Overall, the Secretary of State’s office reports 22.83 percent of Nevada voters went to the polls Tuesday — a total of 329,372.

Elections Division Deputy Wayne Thorley said that’s exceeded only by 2010 when 30.12 percent, or 320,648 voters, cast primary ballots.

Thorley says the key in both of those years was voter interest in one key race.

In 2010, it was the Republican primary to see who would face off against incumbent Democrat Sen. Harry Reid. That battle between Sharron Angle, Sue Lowden and Danny Tarkanian drew 18,995 more Republicans to the polls than turned out in Reid’s primary — 91,807 to 72,812.

Angle won the contest with 70,424 ballots.

In this past week’s primary, it was the Democratic battle between Steve Sisolak and Chris Giunchigliani for the gubernatorial nomination that drew a crowd. A total of 101,927 Democrats voted there compared to 72,951 Republicans, a margin of 28,976. Sisolak won with 72,726 votes.

Both were banner years for a primary when far fewer people vote than in the November general election.

A key difference is the third largest pool of voters after the Democrats and Republicans — the nonpartisan voters who number more than 369,000 and are the deciding factor in most Nevada elections. Since they don’t get to vote in partisan primaries, few turn out until November.

In addition, minor parties including the Independent Americans and Libertarians don’t have primary elections. The party conventions themselves nominate a single candidate in each race.

Historically, Republican voters turn out in higher percentages in the primary cycle. In 2016, which was a presidential election year, the GOP accounted for 48 percent of primary voters compared to 43 percent for Democrats as voters decided between Donald Trump and a host of other Republican contenders. In 2014, a non-presidential year like this year, the margin was 53 percent Republican to 35 percent Democrat.

But this year, energized Democrats accounted for 46 percent of ballots cast and the GOP just 42 percent.

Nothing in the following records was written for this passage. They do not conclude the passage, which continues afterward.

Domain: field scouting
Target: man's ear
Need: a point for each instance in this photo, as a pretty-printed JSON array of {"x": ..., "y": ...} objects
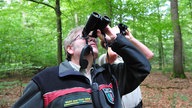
[{"x": 70, "y": 50}]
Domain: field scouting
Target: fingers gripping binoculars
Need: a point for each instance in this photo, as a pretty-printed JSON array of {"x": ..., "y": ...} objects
[{"x": 95, "y": 21}]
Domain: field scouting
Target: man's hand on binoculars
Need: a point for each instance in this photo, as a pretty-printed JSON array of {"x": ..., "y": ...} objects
[{"x": 110, "y": 33}]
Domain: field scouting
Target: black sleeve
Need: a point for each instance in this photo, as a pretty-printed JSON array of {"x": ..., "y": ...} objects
[
  {"x": 135, "y": 68},
  {"x": 31, "y": 97}
]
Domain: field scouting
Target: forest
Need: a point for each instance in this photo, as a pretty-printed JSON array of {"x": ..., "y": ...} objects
[{"x": 32, "y": 33}]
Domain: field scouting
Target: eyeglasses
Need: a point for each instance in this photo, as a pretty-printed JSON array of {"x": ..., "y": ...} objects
[{"x": 90, "y": 38}]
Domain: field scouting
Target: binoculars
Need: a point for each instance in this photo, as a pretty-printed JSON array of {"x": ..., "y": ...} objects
[
  {"x": 95, "y": 21},
  {"x": 122, "y": 28}
]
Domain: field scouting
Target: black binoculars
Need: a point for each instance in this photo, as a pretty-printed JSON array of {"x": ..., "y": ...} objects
[
  {"x": 122, "y": 28},
  {"x": 95, "y": 21}
]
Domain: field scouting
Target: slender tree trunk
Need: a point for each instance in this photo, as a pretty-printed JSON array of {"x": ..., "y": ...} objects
[
  {"x": 59, "y": 31},
  {"x": 160, "y": 42},
  {"x": 178, "y": 70}
]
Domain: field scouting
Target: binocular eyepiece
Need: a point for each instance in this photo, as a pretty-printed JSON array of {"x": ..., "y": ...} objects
[
  {"x": 95, "y": 21},
  {"x": 122, "y": 28}
]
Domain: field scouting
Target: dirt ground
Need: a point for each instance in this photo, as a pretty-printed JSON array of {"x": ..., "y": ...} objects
[{"x": 158, "y": 91}]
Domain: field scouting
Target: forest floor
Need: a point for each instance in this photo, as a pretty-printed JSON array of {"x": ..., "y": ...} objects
[{"x": 158, "y": 91}]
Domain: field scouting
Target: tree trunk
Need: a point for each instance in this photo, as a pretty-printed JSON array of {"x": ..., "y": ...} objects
[
  {"x": 178, "y": 71},
  {"x": 59, "y": 31}
]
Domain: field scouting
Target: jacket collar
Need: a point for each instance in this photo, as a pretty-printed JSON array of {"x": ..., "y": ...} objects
[{"x": 66, "y": 69}]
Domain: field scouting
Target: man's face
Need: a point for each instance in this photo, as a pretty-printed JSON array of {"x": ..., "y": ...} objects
[{"x": 79, "y": 42}]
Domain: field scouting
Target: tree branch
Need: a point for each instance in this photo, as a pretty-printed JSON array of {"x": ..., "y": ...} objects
[{"x": 42, "y": 3}]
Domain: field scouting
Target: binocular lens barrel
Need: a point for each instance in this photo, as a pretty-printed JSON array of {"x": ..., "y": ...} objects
[{"x": 95, "y": 21}]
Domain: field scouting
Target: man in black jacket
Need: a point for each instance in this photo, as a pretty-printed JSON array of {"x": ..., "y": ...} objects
[{"x": 71, "y": 86}]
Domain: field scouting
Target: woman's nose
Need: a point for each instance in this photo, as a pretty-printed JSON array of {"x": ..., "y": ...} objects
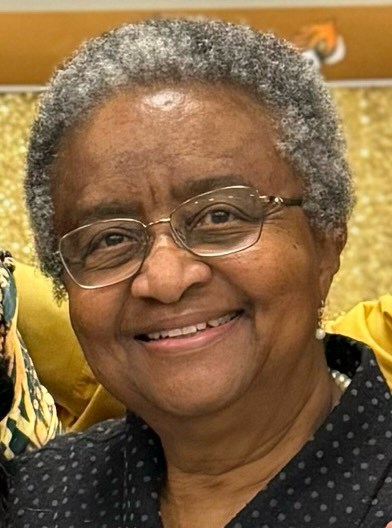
[{"x": 168, "y": 272}]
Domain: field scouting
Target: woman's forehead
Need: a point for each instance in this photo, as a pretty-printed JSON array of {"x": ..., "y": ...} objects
[{"x": 170, "y": 142}]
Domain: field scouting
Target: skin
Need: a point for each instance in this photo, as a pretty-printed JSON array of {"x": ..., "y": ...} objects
[{"x": 232, "y": 406}]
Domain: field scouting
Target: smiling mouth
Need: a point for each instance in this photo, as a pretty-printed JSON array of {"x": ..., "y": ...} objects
[{"x": 188, "y": 331}]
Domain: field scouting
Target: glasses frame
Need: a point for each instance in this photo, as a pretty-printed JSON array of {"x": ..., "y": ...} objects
[{"x": 276, "y": 203}]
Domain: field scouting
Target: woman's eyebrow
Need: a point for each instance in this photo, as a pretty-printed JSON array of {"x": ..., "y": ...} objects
[
  {"x": 110, "y": 209},
  {"x": 205, "y": 184}
]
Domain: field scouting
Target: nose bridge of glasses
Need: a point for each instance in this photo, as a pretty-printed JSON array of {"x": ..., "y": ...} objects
[{"x": 167, "y": 220}]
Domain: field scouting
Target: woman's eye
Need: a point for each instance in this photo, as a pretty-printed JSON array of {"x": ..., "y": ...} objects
[
  {"x": 218, "y": 216},
  {"x": 112, "y": 239}
]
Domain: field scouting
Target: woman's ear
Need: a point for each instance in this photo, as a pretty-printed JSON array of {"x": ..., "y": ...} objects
[{"x": 331, "y": 245}]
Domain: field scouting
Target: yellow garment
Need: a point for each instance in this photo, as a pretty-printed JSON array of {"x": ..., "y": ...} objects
[
  {"x": 46, "y": 329},
  {"x": 32, "y": 419},
  {"x": 371, "y": 323},
  {"x": 55, "y": 351}
]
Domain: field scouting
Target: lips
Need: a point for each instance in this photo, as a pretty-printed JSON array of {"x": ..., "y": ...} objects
[{"x": 187, "y": 331}]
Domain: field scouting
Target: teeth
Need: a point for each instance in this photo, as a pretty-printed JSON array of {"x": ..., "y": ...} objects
[{"x": 187, "y": 330}]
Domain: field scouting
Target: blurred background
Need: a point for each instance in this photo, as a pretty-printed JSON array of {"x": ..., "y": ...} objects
[{"x": 349, "y": 41}]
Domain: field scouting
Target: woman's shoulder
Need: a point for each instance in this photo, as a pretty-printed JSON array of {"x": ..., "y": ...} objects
[
  {"x": 105, "y": 436},
  {"x": 371, "y": 323}
]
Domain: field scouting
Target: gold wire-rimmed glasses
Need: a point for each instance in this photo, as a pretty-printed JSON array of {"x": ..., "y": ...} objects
[{"x": 212, "y": 224}]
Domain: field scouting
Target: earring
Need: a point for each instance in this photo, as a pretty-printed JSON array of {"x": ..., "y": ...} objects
[{"x": 320, "y": 332}]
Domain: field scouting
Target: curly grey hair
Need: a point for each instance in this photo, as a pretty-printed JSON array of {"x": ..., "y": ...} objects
[{"x": 179, "y": 50}]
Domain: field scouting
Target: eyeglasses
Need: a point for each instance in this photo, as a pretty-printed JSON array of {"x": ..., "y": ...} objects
[{"x": 212, "y": 224}]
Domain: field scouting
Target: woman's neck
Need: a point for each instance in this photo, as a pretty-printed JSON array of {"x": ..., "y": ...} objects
[{"x": 216, "y": 467}]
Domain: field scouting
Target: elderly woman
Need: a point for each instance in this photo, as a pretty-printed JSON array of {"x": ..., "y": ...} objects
[{"x": 189, "y": 192}]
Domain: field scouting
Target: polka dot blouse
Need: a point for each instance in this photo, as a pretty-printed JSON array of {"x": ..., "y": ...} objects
[{"x": 110, "y": 476}]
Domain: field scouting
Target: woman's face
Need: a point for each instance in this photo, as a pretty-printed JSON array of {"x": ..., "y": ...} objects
[{"x": 140, "y": 155}]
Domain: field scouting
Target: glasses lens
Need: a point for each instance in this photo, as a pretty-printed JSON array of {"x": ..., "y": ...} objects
[
  {"x": 219, "y": 222},
  {"x": 105, "y": 252}
]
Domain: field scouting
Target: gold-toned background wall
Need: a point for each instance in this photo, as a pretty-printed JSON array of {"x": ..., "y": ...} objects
[{"x": 366, "y": 270}]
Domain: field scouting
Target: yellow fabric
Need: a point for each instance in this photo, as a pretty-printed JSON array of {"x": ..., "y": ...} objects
[
  {"x": 32, "y": 420},
  {"x": 47, "y": 332},
  {"x": 371, "y": 323}
]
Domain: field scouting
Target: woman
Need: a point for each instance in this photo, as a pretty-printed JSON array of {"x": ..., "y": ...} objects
[{"x": 189, "y": 191}]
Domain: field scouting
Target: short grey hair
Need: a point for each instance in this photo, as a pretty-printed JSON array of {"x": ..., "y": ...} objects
[{"x": 180, "y": 50}]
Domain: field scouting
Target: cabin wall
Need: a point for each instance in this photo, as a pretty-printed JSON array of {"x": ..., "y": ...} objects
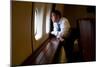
[
  {"x": 72, "y": 13},
  {"x": 21, "y": 31}
]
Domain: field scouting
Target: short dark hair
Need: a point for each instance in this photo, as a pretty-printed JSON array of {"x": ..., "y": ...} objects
[{"x": 57, "y": 12}]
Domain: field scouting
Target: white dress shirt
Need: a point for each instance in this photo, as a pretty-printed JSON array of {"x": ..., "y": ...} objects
[{"x": 64, "y": 26}]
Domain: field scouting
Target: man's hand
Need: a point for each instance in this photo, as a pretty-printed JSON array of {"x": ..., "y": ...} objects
[{"x": 61, "y": 39}]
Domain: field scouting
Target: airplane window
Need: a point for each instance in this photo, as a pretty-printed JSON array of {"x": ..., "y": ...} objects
[
  {"x": 48, "y": 21},
  {"x": 37, "y": 24}
]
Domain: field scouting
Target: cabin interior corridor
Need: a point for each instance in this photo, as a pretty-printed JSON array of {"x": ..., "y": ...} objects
[{"x": 33, "y": 45}]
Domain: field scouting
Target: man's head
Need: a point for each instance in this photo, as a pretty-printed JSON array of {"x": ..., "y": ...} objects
[{"x": 55, "y": 15}]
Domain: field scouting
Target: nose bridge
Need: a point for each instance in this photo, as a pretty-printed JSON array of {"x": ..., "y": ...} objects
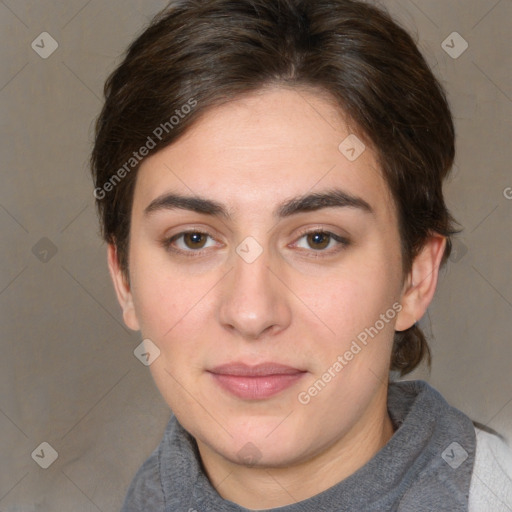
[{"x": 253, "y": 301}]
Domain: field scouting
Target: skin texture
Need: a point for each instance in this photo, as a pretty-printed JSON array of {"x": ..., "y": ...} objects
[{"x": 295, "y": 304}]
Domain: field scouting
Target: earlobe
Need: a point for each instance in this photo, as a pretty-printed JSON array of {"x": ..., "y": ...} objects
[
  {"x": 122, "y": 288},
  {"x": 421, "y": 283}
]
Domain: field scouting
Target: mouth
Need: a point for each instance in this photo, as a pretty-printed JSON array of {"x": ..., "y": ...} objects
[{"x": 255, "y": 382}]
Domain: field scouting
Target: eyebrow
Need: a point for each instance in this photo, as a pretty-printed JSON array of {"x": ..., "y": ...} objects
[{"x": 334, "y": 198}]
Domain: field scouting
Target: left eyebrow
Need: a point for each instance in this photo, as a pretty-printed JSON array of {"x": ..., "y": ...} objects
[{"x": 334, "y": 198}]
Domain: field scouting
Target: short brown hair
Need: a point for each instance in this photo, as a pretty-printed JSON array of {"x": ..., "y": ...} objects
[{"x": 202, "y": 53}]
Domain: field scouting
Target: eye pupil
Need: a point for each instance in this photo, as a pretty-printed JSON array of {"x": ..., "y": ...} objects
[
  {"x": 318, "y": 240},
  {"x": 194, "y": 240}
]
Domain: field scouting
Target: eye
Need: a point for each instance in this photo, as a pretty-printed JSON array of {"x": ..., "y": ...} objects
[
  {"x": 189, "y": 242},
  {"x": 321, "y": 241}
]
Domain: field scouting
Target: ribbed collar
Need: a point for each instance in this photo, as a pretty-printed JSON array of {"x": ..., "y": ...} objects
[{"x": 425, "y": 466}]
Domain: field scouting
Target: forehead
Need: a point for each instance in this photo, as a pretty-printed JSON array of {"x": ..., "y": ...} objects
[{"x": 263, "y": 148}]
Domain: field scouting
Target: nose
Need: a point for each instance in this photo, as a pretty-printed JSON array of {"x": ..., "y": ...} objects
[{"x": 253, "y": 301}]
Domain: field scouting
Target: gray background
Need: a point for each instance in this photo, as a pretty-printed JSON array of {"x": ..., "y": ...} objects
[{"x": 68, "y": 375}]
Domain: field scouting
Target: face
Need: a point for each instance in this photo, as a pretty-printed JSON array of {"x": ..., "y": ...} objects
[{"x": 265, "y": 265}]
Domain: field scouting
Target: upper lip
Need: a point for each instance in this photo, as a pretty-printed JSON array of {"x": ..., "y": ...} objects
[{"x": 244, "y": 370}]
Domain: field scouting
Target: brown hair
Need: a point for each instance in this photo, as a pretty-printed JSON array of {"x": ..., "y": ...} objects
[{"x": 197, "y": 54}]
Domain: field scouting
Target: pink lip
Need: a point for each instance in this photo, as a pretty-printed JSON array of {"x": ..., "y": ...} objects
[{"x": 255, "y": 382}]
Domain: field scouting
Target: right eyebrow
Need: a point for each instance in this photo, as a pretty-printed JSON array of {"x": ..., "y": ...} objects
[{"x": 195, "y": 204}]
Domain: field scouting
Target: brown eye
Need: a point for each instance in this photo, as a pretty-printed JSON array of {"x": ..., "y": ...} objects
[
  {"x": 195, "y": 240},
  {"x": 318, "y": 240}
]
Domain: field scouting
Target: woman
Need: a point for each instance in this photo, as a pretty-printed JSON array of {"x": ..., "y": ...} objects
[{"x": 269, "y": 180}]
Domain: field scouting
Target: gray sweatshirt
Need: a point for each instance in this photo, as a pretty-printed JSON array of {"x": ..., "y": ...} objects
[{"x": 427, "y": 466}]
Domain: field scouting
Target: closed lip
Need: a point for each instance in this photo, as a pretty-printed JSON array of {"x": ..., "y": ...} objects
[{"x": 239, "y": 369}]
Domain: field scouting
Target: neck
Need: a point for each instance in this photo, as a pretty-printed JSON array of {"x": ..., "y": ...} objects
[{"x": 271, "y": 487}]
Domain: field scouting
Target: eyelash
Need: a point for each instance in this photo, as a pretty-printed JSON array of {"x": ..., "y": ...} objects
[{"x": 341, "y": 241}]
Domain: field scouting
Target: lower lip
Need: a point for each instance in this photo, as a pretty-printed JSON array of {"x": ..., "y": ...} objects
[{"x": 258, "y": 387}]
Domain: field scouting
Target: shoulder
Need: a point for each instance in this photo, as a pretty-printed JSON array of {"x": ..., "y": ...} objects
[
  {"x": 491, "y": 482},
  {"x": 145, "y": 492}
]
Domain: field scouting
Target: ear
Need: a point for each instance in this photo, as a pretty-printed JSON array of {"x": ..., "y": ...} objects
[
  {"x": 420, "y": 284},
  {"x": 122, "y": 287}
]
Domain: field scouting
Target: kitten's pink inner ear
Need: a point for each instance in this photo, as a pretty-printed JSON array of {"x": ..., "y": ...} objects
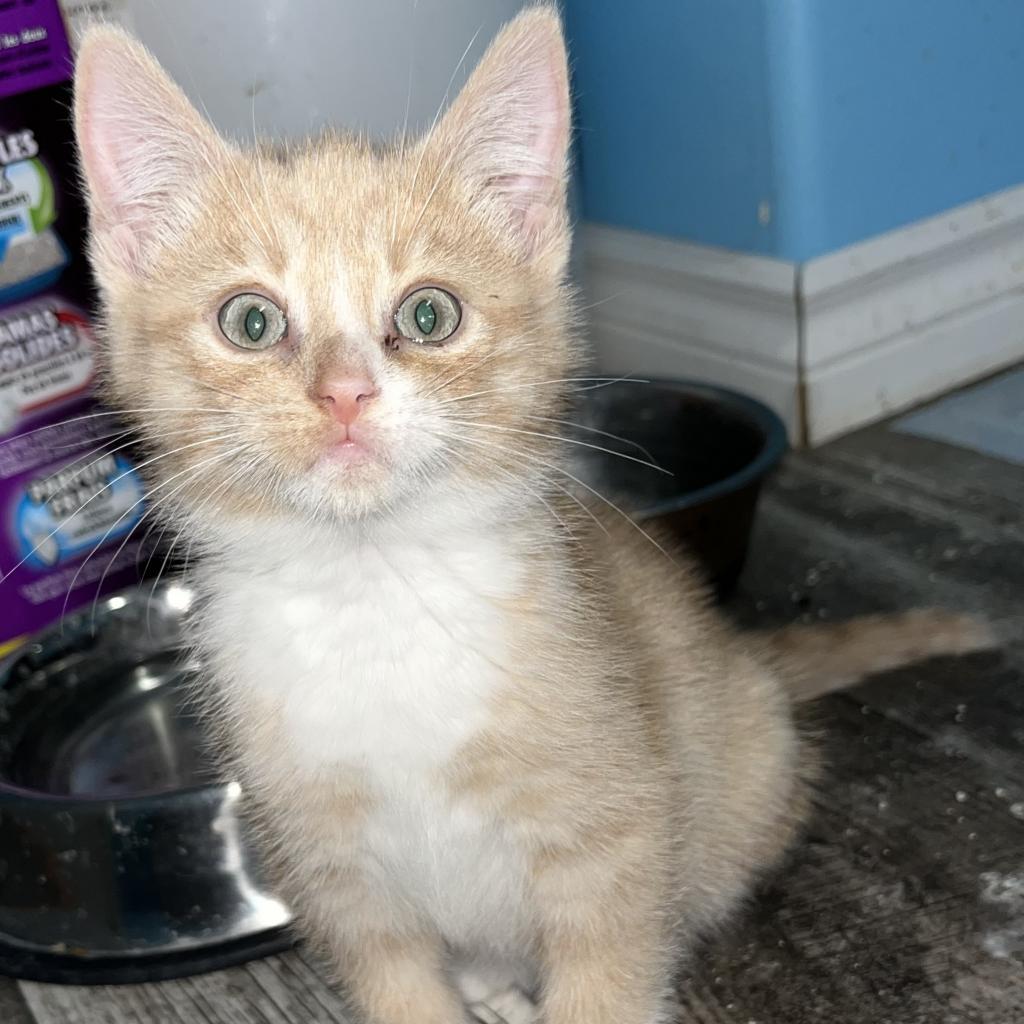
[
  {"x": 142, "y": 145},
  {"x": 510, "y": 127}
]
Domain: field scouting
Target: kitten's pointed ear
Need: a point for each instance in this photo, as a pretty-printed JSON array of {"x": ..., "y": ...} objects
[
  {"x": 143, "y": 148},
  {"x": 510, "y": 129}
]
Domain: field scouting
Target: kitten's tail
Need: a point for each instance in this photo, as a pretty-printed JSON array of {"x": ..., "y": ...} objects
[{"x": 817, "y": 659}]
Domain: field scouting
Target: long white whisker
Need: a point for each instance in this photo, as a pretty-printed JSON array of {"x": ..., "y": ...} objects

Carson City was the anomaly this primary election with just 25.7 percent turnout, down significantly from the 36.18 percent turnout in 2016.

A total of 2,068 Democrats and 2,775 Republicans voted. Two years ago, 4,802 Republicans and 2,704 Democrats voted in the primary.

But Carson City has significantly more registered Republicans than Democrats and, with no tight battles in the primary cycle and no Carson City local races up until November, there was much less incentive for them to vote this week.

In the 2010 primary, 51.6 percent of Carson voters went to the polls to decide between Angle, Lowden and Tarkanian.